In a letter addressed to Dame Lorna Simon, Supervisor of Elections, the Party’s General Secretary, Shawn Nicholas, points out that the Register for Elections is mandated to be published 14 days after the Writs of Election have been issued.
Governor-General Sir Rodney Williams issued the Writs on December 20, 2022, and, up to yesterday, January 11, this provision of the 2010 amendment to the Representation of the People Act had not been honoured.
According to Section 44(4) of the Interpretation Act, Cap 224, Sundays and public holidays are not counted in calculating the 14-day period, and this clause has been offered as explanation for the delay in publishing the Register.
However, among its contentions about the late publication, the UPP contends that Saturdays should not have been excluded from the count, and the Register for Elections should have been published by January 9, 2023.
The Electoral Commission apparently relied on its legal counsel’s calculations in deciding when the Register must be published.
But counsel for the UPP, who has had sight of the legal opinion, says otherwise. While the principle is correctly laid out, counsel says, the calculation is incorrect. Therefore, ABEC’s intention of publishing the Register for Elections on January 13, as has been indicated, is not in compliance with the law and is “plain error.”
Accordingly, the UPP has urged that the Register be published without further delay.

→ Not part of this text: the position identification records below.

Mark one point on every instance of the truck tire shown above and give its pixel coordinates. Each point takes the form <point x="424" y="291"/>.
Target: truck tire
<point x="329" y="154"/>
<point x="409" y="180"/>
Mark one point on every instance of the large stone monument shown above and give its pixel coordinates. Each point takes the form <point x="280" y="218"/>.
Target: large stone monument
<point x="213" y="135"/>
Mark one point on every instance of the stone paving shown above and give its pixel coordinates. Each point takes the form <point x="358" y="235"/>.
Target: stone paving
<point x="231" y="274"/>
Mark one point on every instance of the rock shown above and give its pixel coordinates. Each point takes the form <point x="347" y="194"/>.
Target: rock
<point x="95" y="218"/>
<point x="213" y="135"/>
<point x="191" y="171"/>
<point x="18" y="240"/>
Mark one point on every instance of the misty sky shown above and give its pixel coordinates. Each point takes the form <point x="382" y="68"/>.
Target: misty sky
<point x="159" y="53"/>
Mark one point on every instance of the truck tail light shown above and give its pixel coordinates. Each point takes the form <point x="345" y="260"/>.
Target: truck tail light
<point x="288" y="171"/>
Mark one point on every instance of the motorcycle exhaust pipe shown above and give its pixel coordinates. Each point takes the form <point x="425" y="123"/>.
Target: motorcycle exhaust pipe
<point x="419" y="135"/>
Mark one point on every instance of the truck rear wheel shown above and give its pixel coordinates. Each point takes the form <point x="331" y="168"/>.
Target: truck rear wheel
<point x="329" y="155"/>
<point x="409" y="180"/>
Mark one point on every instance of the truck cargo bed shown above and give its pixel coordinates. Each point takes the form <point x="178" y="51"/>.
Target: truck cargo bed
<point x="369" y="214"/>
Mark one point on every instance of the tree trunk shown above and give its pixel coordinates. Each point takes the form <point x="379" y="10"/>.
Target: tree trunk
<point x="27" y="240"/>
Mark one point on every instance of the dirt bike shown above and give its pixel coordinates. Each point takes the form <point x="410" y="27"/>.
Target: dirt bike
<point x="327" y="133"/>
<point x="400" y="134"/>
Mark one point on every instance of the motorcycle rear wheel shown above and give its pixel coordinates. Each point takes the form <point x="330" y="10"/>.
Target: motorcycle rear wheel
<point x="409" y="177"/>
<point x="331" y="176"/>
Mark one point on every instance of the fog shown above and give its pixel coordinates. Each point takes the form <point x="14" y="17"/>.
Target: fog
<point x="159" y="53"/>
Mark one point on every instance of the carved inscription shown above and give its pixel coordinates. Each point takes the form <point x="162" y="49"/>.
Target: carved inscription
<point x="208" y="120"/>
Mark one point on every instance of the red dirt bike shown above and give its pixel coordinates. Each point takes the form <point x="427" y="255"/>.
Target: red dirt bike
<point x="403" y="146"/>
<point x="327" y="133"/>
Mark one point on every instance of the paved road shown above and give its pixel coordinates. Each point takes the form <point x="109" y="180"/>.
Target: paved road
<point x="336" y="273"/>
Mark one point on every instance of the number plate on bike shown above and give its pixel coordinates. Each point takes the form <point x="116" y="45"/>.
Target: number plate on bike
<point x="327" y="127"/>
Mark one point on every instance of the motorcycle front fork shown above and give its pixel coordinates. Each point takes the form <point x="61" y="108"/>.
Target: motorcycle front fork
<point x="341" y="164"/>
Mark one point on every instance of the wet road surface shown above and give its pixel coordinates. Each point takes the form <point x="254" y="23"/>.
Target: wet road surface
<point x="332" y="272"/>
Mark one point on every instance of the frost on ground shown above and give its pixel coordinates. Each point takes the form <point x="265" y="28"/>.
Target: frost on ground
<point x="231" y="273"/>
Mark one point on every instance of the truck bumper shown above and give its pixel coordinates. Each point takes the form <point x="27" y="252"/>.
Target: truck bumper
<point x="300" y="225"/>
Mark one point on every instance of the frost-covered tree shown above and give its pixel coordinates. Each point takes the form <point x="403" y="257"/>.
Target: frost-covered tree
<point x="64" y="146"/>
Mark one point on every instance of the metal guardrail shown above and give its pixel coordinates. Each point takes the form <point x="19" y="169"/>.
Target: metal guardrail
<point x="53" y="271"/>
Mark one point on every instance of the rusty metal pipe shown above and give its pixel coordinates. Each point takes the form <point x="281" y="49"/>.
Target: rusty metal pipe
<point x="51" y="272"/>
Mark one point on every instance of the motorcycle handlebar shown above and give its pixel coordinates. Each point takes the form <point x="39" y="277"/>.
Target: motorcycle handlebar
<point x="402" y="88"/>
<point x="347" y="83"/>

Since then, inside sources have told REAL News that a revised Register has, in fact, been prepared and reportedly was distributed to the relevant officer at the Commission on Wednesday night.
In a response to the UPP’s letter, also received Wednesday night, the Supervisor of Elections has defended the Commission’s computation of time.
However, she does not address the Party’s allegations that the Commission’s Registration Officers have failed to process the Claims and Objections filed in various constituencies – and that the Commission is apparently satisfied with the situation.
The UPP’s letter also notes that suspicion about the integrity of the Voters List has deepened, following Tuesday’s reports of mass transfers in Barbuda.
These followed the declaration by Prime Minister Gaston Browne, last year, that transient workers from Antigua would be registering to vote in that constituency.
The Supervisor of Elections has also ignored this reference.
Meanwhile, the Party has copied its correspondence to the groups that will be monitoring the General Election, including the Commonwealth Observer Mission, the CARICOM Observer Mission, and the OAS Secretariat.
A copy of the communication was also sent to the press, so that the UPP’s concerns could be duly registered in all relevant spheres.
During the 2009 General Elections, the Electoral Commission, through the Supervisor of Elections, made several decisions that resulted in legal challenges to several UPP seats.
Many persons are concerned that this election seems to be going down a similar path.